Other than compensating for different dark temperatures why do take bias exposures???
Doesn’t seem to be any point.
Neither do I
Bias’ are very useful if you want to do Dark Scaling and you need an accurate measurement of JUST the dark current. Other than that, darks are all you need.
You really don’t need bias (nor darks) for calibrating dithered frames captured with ICX 674/694/814/834, even when chasing the faintest narrowband bits.
Marc,
Why?
The flats and the lights both contain bias....
If I don't use bias frames when flat fielding my master flat always over or under correct. That's my experience with calibration in CCD Stack. So I got into the habit of doing it.
Marc,
Why?
The flats and the lights both contain bias....
It’s the difference between a division and subtraction. If you don’t use a bias or dark frame to calibrate your flats to make a Master Flat you end up dividing noise instead of subtracting it from your lights. As Marc says, it ends up under/over correcting your lights and doesn’t remove the bias.
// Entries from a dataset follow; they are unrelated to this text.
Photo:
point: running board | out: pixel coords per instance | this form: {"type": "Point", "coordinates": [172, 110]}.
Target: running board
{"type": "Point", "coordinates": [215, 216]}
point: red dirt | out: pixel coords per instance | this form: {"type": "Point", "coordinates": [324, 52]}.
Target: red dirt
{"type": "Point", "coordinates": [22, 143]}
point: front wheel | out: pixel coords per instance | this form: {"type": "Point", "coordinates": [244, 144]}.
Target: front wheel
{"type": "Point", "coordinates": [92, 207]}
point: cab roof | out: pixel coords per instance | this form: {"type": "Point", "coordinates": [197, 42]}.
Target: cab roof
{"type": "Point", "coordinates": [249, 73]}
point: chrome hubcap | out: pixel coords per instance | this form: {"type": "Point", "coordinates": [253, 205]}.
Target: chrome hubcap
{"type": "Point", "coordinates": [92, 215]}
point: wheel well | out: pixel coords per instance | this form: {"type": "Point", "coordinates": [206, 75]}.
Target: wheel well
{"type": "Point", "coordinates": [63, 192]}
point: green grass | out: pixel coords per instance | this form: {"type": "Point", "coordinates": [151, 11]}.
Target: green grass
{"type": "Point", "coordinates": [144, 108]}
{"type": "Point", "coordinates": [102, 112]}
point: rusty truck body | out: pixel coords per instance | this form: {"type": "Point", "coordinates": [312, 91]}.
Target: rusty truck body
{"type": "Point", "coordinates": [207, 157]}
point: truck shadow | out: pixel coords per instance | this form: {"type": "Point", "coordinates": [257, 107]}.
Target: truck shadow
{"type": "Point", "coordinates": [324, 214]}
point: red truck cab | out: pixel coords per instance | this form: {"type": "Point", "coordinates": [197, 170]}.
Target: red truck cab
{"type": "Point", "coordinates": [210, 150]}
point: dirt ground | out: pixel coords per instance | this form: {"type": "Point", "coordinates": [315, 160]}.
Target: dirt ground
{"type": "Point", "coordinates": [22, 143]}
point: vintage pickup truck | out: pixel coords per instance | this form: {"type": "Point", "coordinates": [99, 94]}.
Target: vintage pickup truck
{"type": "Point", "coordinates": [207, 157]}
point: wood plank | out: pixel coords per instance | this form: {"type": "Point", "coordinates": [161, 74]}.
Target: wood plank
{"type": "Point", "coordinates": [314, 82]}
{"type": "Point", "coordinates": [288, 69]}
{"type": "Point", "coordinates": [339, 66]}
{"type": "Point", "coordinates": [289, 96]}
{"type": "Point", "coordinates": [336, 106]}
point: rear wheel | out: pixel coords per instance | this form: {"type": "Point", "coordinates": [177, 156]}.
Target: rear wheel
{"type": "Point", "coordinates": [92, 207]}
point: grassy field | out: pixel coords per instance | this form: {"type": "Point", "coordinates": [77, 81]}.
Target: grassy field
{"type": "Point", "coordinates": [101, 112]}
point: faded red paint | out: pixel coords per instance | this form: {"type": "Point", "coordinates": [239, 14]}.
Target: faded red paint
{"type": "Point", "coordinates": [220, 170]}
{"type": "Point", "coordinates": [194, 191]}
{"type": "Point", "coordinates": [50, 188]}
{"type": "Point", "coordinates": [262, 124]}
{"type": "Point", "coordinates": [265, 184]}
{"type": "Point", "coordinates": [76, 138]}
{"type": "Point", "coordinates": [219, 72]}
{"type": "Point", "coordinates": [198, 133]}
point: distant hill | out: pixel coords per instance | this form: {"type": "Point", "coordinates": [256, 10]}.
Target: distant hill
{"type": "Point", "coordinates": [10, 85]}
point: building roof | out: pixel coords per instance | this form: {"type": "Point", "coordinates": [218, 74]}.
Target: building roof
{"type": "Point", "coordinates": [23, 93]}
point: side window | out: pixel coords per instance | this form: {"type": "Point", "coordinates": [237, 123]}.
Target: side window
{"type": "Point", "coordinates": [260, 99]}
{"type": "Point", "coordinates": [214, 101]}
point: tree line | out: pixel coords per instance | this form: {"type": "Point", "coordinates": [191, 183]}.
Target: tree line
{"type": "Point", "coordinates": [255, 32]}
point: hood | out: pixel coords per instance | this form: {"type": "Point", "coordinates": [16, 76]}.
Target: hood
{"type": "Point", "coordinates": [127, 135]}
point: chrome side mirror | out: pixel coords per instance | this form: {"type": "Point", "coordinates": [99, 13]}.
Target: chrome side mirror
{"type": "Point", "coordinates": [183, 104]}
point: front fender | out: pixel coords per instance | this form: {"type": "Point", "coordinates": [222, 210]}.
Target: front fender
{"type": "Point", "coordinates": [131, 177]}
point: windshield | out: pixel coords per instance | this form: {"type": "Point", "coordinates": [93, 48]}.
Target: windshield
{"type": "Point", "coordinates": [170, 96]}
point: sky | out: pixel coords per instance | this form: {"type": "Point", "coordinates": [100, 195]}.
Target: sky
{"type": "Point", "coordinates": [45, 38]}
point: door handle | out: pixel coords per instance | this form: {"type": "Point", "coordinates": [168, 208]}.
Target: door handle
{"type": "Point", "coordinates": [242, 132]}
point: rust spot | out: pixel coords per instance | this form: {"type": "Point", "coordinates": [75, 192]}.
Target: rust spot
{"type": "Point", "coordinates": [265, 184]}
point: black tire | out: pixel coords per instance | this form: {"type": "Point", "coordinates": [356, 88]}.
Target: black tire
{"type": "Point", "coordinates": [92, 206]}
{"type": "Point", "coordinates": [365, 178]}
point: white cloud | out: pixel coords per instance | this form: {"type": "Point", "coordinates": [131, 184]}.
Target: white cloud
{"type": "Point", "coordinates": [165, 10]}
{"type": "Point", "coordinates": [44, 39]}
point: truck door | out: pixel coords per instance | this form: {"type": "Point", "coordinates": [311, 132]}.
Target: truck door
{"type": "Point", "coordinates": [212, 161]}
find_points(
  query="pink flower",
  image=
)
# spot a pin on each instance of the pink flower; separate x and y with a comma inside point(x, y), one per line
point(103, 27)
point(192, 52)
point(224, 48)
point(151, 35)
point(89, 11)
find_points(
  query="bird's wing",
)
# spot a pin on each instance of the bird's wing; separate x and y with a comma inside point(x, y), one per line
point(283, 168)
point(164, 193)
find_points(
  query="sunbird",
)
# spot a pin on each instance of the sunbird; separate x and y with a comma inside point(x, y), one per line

Ahh, I take dark flats as per AstroArt recommendations.
So do I. Granted my dark flats are 0.5s to match my flats (no shutter). I’d say that as a general rule of thumb with CMOS sensors, match everything as closely as possible because of the non-linear nature of dark current progression.
When using a preprocessing script in PixInsight, it requires bias for calibration with flats. Other than that, I find no use for bias, while darks are not needed at all, even when stacking hundreds of dithered 20-minute subs.
Taking bias frames may be a hangover from when DSLR's first came out, getting darks to match the lights is an issue temperature wise.
Also some folks do not even bother with darks at all and just substitute a Bad Pixel Map instead. Suavi doesn't use darks and I think Strongman Mike just uses a BPM.
I only use darks and dark flats (flat darks?) on my cmos camera, as recommended on a PI forum I saw somewhere. I found that I was getting clipping of my darks if I also calibrated with bias frames.
For my ASI294, ZWO recommend not using bias frames. By my understanding it is related to the issues getting really effective flats for that camera. Any exposure below about 4 seconds is timed on chip by the SoC (System on a Chip) componentry of the IMX294 sensor itself, beyond that the ZWO circuitry takes over. That means the noise profile is different either side of the threshold so flats need to be 4 seconds + and bias frames would have a different profile.
That 4 seconds is an estimate I have seen, I have not found the exact figure unfortunately or I would use that. It means that flats need a very dim light source.
Ok, we agree....
So why do some still take bias images???
Just take a dark frame with both the light and the flat?
Ken
I routinely scale darks when using my CCD cameras so need bias images. For my ASI183 I have found that the darks don't scale so always use the correct exposure. Bias frames aren't necessary then but I tend to use the same processing pathway and take them anyway.
I also routinely scale my darks even though they are done at exact temperatures.
I subtract a bias from the master flat when applied not when making the master flat.
I also check the callibrations are working as I am imaging rather than assume they will. I tend to trial and error it a bit as often the calibration does not work that well until I get it looking right.
To add to the complication my FLI cameras have a slow download and a fast download speed with different read noises. So its usually not a problem but I have to make sure if I was using the faster download speed to speed up focusing I remember to switch it back so my calibration files match.
Callibrating astro files is a bit touchy especially now almost every scope has a reducer or flattener.